This post is from PopTech Editions III—“Made to Measure: The New Science of Impact,” which explores the evolving techniques to accurately gauge the real impact of initiatives and programs designed to do social good. Visit PopTech for more interviews, essays, and videos with leading thinkers on this subject.
Randomized evaluations have made waves in the social sector for good reason. They contribute much needed evidence to inform public policy and to drive objective NGO approaches. But one must be attuned to the details of an evaluation to understand what it is really telling us. We often forget this. Sometimes we discard evidence that tells us something valuable. More often we overgeneralize results, drawing broad conclusions where it is inappropriate or impossible to do so.
Most of the discussion around interpreting results centers on what statisticians call “external validity,” a term that refers to the general relevance of findings. Typically, critiques about the external validity of randomized evaluations focus on geographical context: “How do we know that an intervention in Kenya will yield the same results in India?”

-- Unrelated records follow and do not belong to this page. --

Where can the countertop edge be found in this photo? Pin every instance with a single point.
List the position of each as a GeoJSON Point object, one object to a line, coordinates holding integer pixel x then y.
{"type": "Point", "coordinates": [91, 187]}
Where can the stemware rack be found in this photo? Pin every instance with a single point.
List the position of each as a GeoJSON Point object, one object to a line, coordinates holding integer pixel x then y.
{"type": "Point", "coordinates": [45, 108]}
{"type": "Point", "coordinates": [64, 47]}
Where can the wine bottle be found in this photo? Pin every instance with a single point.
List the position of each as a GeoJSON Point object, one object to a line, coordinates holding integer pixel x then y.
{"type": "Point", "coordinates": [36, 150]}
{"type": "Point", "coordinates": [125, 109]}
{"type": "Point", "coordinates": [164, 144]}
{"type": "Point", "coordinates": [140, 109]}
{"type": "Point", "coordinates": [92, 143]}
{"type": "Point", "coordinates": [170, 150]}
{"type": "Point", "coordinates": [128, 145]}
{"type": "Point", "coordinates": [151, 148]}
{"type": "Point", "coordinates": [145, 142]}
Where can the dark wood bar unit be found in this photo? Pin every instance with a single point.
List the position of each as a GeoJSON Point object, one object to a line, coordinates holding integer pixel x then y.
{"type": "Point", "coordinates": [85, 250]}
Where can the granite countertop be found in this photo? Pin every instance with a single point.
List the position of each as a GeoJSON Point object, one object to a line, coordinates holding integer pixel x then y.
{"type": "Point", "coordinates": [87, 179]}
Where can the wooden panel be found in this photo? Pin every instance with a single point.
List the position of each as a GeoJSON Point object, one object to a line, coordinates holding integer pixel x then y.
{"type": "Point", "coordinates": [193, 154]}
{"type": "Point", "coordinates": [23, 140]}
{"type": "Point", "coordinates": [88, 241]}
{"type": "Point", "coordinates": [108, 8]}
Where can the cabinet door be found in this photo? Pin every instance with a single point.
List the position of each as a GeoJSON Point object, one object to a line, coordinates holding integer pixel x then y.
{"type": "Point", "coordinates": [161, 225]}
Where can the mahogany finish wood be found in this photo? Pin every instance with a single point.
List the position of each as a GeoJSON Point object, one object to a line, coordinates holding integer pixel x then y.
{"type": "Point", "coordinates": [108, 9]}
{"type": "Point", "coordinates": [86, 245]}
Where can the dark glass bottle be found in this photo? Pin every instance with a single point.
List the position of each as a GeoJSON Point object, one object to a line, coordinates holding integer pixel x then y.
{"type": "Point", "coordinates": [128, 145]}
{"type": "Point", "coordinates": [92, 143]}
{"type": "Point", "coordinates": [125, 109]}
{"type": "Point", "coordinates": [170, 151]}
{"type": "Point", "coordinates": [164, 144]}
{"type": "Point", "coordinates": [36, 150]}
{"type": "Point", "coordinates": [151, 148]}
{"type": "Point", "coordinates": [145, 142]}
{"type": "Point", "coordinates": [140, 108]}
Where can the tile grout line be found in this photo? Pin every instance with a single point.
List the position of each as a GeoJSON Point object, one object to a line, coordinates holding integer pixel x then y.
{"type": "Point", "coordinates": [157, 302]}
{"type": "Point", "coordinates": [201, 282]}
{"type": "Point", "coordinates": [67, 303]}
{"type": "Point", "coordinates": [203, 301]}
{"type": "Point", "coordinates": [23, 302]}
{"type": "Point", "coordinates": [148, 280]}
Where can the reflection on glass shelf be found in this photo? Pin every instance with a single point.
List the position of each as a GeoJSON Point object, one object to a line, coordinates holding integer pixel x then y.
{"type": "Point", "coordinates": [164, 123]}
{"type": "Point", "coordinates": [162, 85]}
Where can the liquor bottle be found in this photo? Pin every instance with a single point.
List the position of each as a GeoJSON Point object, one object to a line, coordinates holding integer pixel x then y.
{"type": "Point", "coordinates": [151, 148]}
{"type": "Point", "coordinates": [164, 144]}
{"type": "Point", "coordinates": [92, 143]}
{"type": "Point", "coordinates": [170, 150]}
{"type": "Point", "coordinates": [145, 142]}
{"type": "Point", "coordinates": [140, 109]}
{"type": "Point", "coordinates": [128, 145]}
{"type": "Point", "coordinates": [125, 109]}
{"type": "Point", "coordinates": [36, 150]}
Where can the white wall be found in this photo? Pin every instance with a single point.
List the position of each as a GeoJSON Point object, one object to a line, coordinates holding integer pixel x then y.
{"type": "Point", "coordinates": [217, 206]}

But external validity considerations should extend beyond geography. To interpret results, it is crucial to understand for whom the treatment effect is measured and exactly what are the details of the intervention.
Consider microcredit as our main example. An evaluation of a microcredit program might investigate, “Does access to microcredit alleviate poverty?” But designing a rigorous study to answer this question requires researchers to probe into deeper sub-questions: “For whom does microcredit alleviate poverty?” and, “What kind of microcredit product?”
Let’s start with the first question. Who is the target population for a microcredit intervention? Your answer will depend largely on where you sit: Academics and microfinance institutions will be interested in different groups of people. Development economists want to understand the impact of microcredit to push forward their theoretical understanding of poverty. Thus, the appropriate population for an academic economist comprises all individuals below the poverty line.
But let’s say you’re a microcredit lender who wants to understand the impact of your product, which has extensive reach in a single country. If your organization has a competent management team, you didn’t grow your operations randomly. You filtered the universe of options based on some set of criteria, such as the population of target clients or the competitive landscape. If this microfinance institution were to evaluate its impact, it would select among locations where it might desirably operate.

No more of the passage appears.